Mesa Diretora da Aleac pede reforço nas investigações de vereador assassinado

O assassinato do vereador Fernando José da Costa (PP), o Pinté, em Acrelândia, deixou a classe política acreana em alerta. Ontem, o presidente em exercício da Aleac, deputado Hélder Paiva (PR), o líder do governo, deputado Moisés Diniz (PCdoB), e o secretário da mesa, deputado Thaumaturgo Lima (PT), se reuniram com a secretária de Segurança, Márcia Regina. Eles pediram detalhes sobre as providências que estão sendo tomadas para esclarecer o crime.
PF-0405
Segundo Moisés Diniz, Márcia Regina prometeu reforçar a segurança policial em Acrelândia. “Como existe um clima de tensão depois da morte do presidente da Câmara é necessário uma atenção maior em relação ao município”, disse ele. Outro ponto destacado por Diniz é o fato de se tratar de um crime contra um parlamentar. “Nós da Aleac nos colocamos à disposição para ajudarmos no que for preciso para esclarecer o assassinato o mais rápido possível. Afinal, é um colega parlamentar. Também pedimos o máximo empenho da polícia nas investigações”, afirmou.

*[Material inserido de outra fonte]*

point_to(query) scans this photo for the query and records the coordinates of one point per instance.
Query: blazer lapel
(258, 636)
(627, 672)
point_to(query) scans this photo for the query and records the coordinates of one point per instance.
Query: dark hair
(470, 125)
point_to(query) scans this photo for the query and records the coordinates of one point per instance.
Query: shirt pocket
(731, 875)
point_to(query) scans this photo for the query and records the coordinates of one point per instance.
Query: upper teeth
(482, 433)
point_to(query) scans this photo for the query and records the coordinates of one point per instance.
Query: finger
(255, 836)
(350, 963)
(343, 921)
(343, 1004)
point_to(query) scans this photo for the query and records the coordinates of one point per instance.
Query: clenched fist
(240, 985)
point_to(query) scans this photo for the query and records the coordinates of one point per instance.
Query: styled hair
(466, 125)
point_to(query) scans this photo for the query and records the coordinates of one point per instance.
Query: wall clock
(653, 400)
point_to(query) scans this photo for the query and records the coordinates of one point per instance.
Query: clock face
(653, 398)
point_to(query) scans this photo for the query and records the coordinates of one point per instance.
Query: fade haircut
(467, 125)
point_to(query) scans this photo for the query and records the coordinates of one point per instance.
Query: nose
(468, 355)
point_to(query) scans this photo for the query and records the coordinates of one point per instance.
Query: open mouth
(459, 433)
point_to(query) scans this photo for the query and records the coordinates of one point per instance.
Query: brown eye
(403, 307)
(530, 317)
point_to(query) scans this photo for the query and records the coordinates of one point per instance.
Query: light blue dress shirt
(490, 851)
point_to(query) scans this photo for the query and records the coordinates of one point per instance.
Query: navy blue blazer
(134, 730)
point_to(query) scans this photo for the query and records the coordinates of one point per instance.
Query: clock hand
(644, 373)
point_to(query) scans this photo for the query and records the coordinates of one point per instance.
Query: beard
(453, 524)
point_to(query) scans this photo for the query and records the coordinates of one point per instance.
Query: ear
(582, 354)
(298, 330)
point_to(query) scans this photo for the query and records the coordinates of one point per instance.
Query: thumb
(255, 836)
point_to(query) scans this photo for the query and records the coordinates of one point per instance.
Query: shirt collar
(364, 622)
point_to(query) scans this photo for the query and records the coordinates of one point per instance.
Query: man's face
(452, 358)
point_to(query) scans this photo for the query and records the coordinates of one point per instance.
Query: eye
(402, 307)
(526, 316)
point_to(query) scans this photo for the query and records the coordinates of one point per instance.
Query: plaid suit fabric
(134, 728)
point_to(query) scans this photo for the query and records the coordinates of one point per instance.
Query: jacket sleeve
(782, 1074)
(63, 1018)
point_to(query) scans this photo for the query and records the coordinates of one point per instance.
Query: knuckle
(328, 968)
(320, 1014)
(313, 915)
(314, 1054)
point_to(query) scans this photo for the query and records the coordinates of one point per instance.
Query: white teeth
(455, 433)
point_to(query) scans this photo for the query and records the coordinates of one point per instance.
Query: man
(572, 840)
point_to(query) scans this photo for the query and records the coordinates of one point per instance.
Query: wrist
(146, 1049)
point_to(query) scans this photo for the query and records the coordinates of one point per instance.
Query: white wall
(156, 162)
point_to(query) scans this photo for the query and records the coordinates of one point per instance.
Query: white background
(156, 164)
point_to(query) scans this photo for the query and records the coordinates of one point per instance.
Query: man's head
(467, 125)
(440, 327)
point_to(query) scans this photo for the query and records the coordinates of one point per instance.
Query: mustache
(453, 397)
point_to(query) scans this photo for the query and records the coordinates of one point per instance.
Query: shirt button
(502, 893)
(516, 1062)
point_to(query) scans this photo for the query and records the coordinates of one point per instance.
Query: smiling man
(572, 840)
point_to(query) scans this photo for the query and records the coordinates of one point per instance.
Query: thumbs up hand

O líder do governo explicou que o diretor-geral da Polícia Civil, Emylson Farias, já determinou que dois delegados cuidem do caso. “A secretária nos informou que várias testemunhas já foram ouvidas. Ela mesma está se dirigindo para Acrelândia para acompanhar de perto as investigações. Nós temos que dar um crédito de confiança à nossa polícia. Ainda não dá para saber se o motivo do assassinato foi político ou passional”, salientou.

Gladson quer a PF no caso
O deputado federal Gladson Cameli (PP-AC), uma das lideranças do partido do vereador assassinado, comentou o fato. “Estive com o vereador Pinté na sexta-feira, em Rio Branco. Ele realmente teve desentendimentos com o ex-prefeito Vilseu Ferreira (PP) na época em que foi cassado. Mas há mais de 60 dias que o PP de Acrelândia estava em paz e unido. O problema já estava superado. Mas vou enviar um ofício para o diretor-geral da Polícia Federal, em Brasília, pedindo ajuda nas investigações do assassinato. É uma situação lamentável porque deixa todo mundo na dúvida”, argumentou.            

Oposição também pede entrada da PF no caso de vereador
DULCINÉIA AZEVEDO

Uma comissão de parlamentares, formada pelo deputado federal Sérgio Petecão (PMN) e os deputados esta-duais N. Lima (DEM), Josemir Anute (PSL), Mazinho Serafim e Donald Fernandes (PSDB) formalizou ontem um pedido para a entrada da Polícia Federal na investigação do assassinato do presidente da Câmara de Vereadores de Acrelândia.

Apesar de receber e ouvir o grupo, o superintendente da Polícia Federal no Acre, delegado José Carlos Calazane, descartou a entrada da PF no caso. Segundo ele, isso só é possível mediante pedido expresso do Ministério da Justiça. “A competência nesse caso é da Polícia Civil. O máximo que podemos fazer é atuar como colaboradores”, informou.

O deputado federal Sérgio Petecão se comprometeu em formalizar o pedido também ao Ministério da Justiça. “Não tenho dúvida de que se trata de um crime político. Além desse caso nós relatamos vários outros que necessitam ser melhor investigados”, disse.

Entre os casos listados pelo parlamentar estão os de Donald Fernandes e Josemir Anute. Os dois parlamentares reclamam que apesar de terem comunicado à Polícia Civil acontecimentos estranhos que passaram a acontecer envolvendo as suas pessoas nenhuma providência foi tomada.

“Por quatro vezes fui alvo de atentados. Num deles fizeram minha esposa e filhos de reféns, noutra chegaram a disparar contra a minha casa. Comuniquei o fato a própria secretária de Segurança Pública, Márcia Regina, mas nada foi feito”, reclama.

Donald Fernandes também afirma que pediu a ajuda da polícia, mas que não foi atendido, com medo do que pudesse lhe acontecer mudou de endereço. “As ameaças começaram a surgir depois que comecei a atuar na CPI da Pedofilia. Comuniquei o fato a presidência da Aleac, porém, nenhuma providência foi adotada”, conclui.